Accurate or inaccurate backtesting results
There are times when trading can go south for no good reason that will be unavoidable no matter how good our backtesting results are. Trading has no regards as to how smart we are, or how hard we work, we will regularly be hit by something unforeseen & the next big dip might be just around the corner (who knows).
Trading is Bat-**** scary for beginners & seasoned traders alike
All I'm saying is - "we are not immune to losses" just because we have the "comfort" of a great backtest.
Skate.
How far back you should backtest ??
Here's is an excel snipit of 10 systems backtested 20 years back to Jan 2000.
View attachment 115965
If you look at the bottom row, clearly the best systems over the full 20 years are WTT_AU, MR_US BB_MR.
However, looking closer at the second bottom row ( last 10 years ) MR_US has almost been the worst performer even though it was the best performer from 2000-2010. Clearly it's not working anymore and it's out of the trading plan. MR_AU also is/ was a poor performer. That's not to say that Mean Reversion systems are dead, the last column ( BB MR) is a mean reversion system that i still trade and works quite well in both ASX 300 and SP 500/1500 ( not shown ).

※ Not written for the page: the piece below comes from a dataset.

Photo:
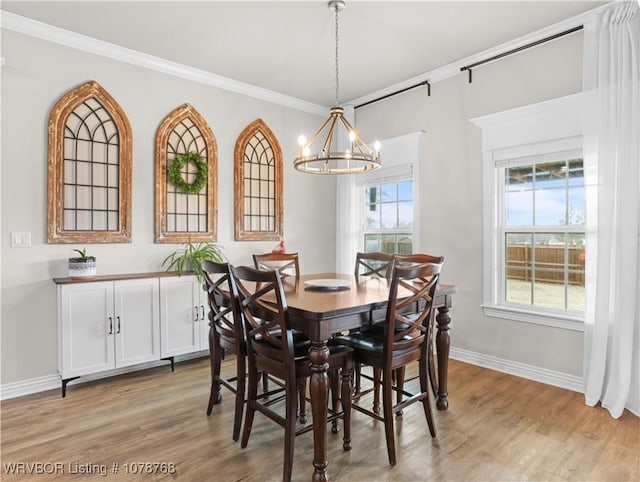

The top row ( weightings ) shows the weights for the systems that i currently value ( ie, better recent performance ). They're a balance between growth and diversity ( non correlation). The last 2 columns on the right in green are (ave) the Average of the systems, (weight) The return of the systems with weighting applied.
The most important aspect of this picture is that NO system is a clear winner. They almost all have negative years, some have stellar years, some are more volatile, some work better in negative markets.
The chart below shows JUST how much of a mess the market is. All of the systems are profitable, but you would be hard pressed to be comfortable with any single one of them. The black dashed line is the average and green weighted.
View attachment 115969
To complete the picture here's another sheet showing some basic monthly metrics and how combining them is an effective strategy.
View attachment 115967
By averaging the systems the losing months drops considerably, volatility is manageable, monthly ave growth is good.
My point is that a lot of insights can be gained by looking at a longer picture and how strategies can fit together into a model. Correlation is not something that can be measured in days, weeks or months but more in years over a broad range of conditions.
As for system development, it is important to pick a time frame, a universe and a goal. 6 months is ample time as markets generally change within 6 months. What is important is that if your system works well for specific conditions, then you need to know when those conditions are met or not and switch that system on or off.
I don't want to discredit your ideas or anything i'm sure you are more successful in trading and life than me, i just feel things could be done better in regards to showing beginners best practices.